Sorry if this seems a bit confusing. I didn't write a paper on it. I just kind of designed it over a few iterations until I got everything the way I wanted it. There is some logic behind all this, but it's hard to explain without a lot of pictures and text.

One final advantage of this system is it supports change in data fields at different levels of LOD. The idea is so you can add details to terrain as you zoom in. One problem with voxels is that you might have an underground cave relatively close to the surface. It might be such that one voxel corner is in the cave, and the next one up is above the ground at some lower level of resolution. This would create a terrain anomaly that won't be fixed until you zoom in.

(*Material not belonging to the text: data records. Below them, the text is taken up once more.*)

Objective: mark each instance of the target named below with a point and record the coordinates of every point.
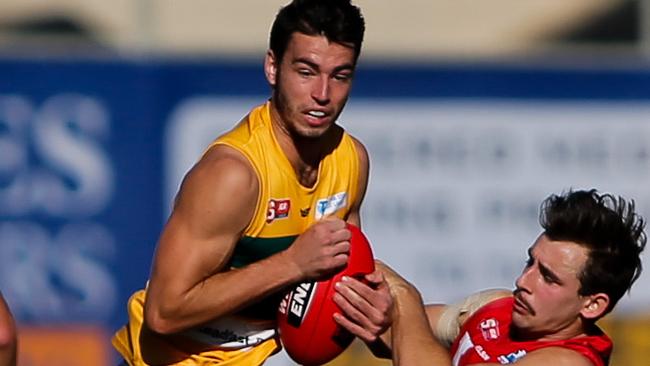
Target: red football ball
(306, 324)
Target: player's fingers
(355, 329)
(357, 309)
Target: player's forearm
(413, 342)
(168, 311)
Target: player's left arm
(367, 304)
(556, 356)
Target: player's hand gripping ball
(305, 318)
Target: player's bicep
(354, 217)
(446, 320)
(215, 204)
(556, 356)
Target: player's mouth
(521, 306)
(317, 118)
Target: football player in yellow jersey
(8, 339)
(202, 308)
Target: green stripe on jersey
(251, 250)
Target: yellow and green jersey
(284, 210)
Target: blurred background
(472, 112)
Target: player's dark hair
(609, 228)
(338, 20)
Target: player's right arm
(8, 338)
(190, 282)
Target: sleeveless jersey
(284, 210)
(485, 337)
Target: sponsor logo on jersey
(329, 205)
(278, 209)
(511, 357)
(490, 329)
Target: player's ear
(271, 67)
(595, 306)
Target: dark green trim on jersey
(249, 250)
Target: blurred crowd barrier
(92, 153)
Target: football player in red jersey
(583, 262)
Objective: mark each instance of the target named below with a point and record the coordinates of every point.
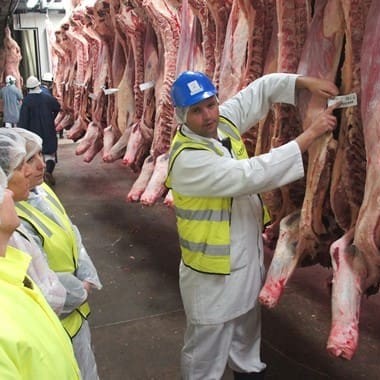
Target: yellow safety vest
(204, 222)
(60, 246)
(33, 344)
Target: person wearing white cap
(45, 218)
(15, 152)
(47, 83)
(38, 112)
(33, 343)
(12, 98)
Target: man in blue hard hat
(215, 188)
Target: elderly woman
(33, 344)
(47, 222)
(14, 155)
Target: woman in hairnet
(33, 344)
(47, 221)
(13, 158)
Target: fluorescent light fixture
(31, 3)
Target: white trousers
(209, 348)
(84, 354)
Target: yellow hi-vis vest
(33, 344)
(204, 222)
(60, 246)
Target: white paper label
(146, 85)
(348, 100)
(110, 91)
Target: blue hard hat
(191, 87)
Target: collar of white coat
(188, 132)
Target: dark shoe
(49, 179)
(249, 375)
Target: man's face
(202, 118)
(37, 166)
(19, 183)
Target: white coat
(214, 299)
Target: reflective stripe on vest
(60, 246)
(73, 322)
(203, 222)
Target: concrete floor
(137, 318)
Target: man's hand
(324, 122)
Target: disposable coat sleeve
(76, 294)
(86, 270)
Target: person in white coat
(45, 220)
(219, 213)
(14, 157)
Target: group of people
(35, 112)
(46, 273)
(215, 187)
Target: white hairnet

My solution is to only add the cave function as you zoom in so it doesn't mess up your terrain when you are looking at it from a distance. The tricky part is again the LOD transitions. A voxel corner on the boundary of a chunk can be both in and out at the same time. We can define it as the lower resolution, but we need a way to solve the voxel transition properly when doing so. The “satuation code” system supports that also since it takes data and LOD level into account when doing the transition.

darrenc182 said:
is that video just showing the transition from one lod to another along the z axis?

there's no way to tell from that video how axis are used, but what is clear and based on the direction of the terrain motion is that if you had a game character walking from the blue half-res mesh to the white hi-res area that is what the player would see or experience;

the yellow transvoxels would be in front of him and would join both areas and fill holes as the player approaches the white hi-res mesh…

that's about it ?

Eric Lengyel said:

Having the lower LODs cover more physical volume than the higher LODs they contain can be a little problematic for some engines, and I've been considering changing my implementation so that each LOD covers the same volume.

In my experience that has negative effects for planetary scale stuff. The problem is if you zoom out, like say you are in orbit, you end up with a lot of tiny chunks with only a few triangles in them. The number of CPU calls to the GPU tends to kill your performance in that case. I think you need some sort of chunk resizing to keep things sane.